Minutes later, the same officer stopped a woman for just this reason and gave her only a verbal warning not to do it again.
According to Border Police spokeswoman Sarit Phillipson, orders given to officers guarding the dozens of holes in the security fence around Jerusalem vary from location to location. Checks were less severe around Arab Israeli neighborhoods and Palestinian towns where relative quiet prevails, she said, while they were more strenuous in areas with a more violent history. Orders could also change depending on the standing security situation of the day, she said.
In the case of the checkpoints visited by the Post, Phillipson said security precautions were lower because those crossing into Jerusalem from that area would pass through a second check before entering the main areas of the city.
However, this reporter, traveling along the same route taken by the Palestinians, saw no additional checkpoints or security inspections on the way into the center of town.
"I feel furious at these things," said Uzi Dayan, the former national security adviser who first presented the plan for the security fence to the Sharon government in 2001. As the chairman of the Tafnit party, Dayan remains a vocal advocate for the fence's expedited completion.
"The last terror attack just passed and no one feels a sense of responsibility," he said. "This is a terror event with nine funerals that certainly could have been prevented with a completed fence and secure checkpoints."
Sounding a different note than Phillipson, Eli Amitai, the Border Police commander for Jerusalem, said his officers "are under orders to check everyone. Sometimes they know the people, but they should check everyone."
When informed of the porous security at the checkpoints on Thursday, Amitai said he would immediately look into situation.
Acknowledging it as a "problem," Asaf Shariv, a spokesman for the Prime Minister's Office, said the cabinet would address the security measures border police are to employ at the checkpoints around Jerusalem in a meeting scheduled for next week. That meeting, Shariv said, was called by Interim Prime Minister Ehud Olmert in response to the Tel Aviv bombing and would also focus on ways to speed up the construction of the fence around the city, many kilometers of which remain in various stages of construction.
Government and security officials say legal injunctions issued by the High Court against building the fence in certain neighborhoods were responsible for the unfinished segments. Accelerating those legal proceedings, Shariv said, would be the focus of the cabinet meeting.
However, on at least one occasion, the government requested that the court delay its rulings on petitions brought by Palestinians challenging the fence route.
In December, the government asked the court to postpone a ruling on the A-Ram neighborhood, north of Beit Hanina, until it could open a new hi-tech checkpoint at Atarot. That terminal has been open since January and was declared fully operational on April 4. But five months after the government requested the delay, the court has yet to rule on that section of the fence and construction has not commenced.

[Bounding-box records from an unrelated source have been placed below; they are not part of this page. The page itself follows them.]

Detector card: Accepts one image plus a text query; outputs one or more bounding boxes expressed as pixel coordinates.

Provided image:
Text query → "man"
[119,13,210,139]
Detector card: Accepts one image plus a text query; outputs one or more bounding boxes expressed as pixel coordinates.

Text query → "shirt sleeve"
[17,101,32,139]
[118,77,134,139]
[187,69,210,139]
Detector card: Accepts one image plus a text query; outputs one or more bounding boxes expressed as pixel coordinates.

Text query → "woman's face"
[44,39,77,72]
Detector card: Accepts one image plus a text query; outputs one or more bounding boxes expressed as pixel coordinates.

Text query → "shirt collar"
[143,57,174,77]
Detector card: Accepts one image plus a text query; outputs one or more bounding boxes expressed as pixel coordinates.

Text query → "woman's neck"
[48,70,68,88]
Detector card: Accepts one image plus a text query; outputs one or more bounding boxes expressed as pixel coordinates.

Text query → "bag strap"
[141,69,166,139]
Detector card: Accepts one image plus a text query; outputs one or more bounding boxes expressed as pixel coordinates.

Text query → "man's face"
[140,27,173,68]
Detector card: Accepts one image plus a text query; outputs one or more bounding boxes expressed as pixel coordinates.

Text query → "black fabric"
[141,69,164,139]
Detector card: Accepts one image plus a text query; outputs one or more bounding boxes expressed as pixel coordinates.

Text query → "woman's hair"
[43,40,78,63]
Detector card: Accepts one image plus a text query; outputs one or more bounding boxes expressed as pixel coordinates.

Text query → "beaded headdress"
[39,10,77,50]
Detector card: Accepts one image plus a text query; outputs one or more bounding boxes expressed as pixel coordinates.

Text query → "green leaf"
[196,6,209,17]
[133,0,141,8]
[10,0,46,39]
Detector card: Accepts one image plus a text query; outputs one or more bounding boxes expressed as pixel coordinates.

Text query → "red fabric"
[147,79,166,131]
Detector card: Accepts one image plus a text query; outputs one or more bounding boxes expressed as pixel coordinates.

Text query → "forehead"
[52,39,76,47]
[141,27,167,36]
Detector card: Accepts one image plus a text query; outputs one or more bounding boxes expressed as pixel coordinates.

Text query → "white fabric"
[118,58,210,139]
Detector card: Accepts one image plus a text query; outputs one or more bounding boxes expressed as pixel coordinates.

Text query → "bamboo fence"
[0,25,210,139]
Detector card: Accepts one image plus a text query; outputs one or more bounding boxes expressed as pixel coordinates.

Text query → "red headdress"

In an interview with the Post in February, Col. (res.) Danny Tirza, who is in charge of planning the fence's route, said the Jerusalem envelope would be completed by the end of the summer with overall fence construction reaching 100 percent by the end of 2007. Previous deadlines and estimates made by defense officials were generally not met.
On Sunday, Dayan sent draft legislation to a host of Knesset members that would require the government to complete the fence by the end of this year. So far, he has not received a reply. A previous attempt to pass legislation requiring the barrier's completion by the end of 2004 was voted down that January.
"A security fence isn't the ultimate solution for everything, it doesn't substitute for political policy or grand strategy," Dayan said. "But it's like offering the country antibiotics and the country is choosing not to take them because it can get away with it."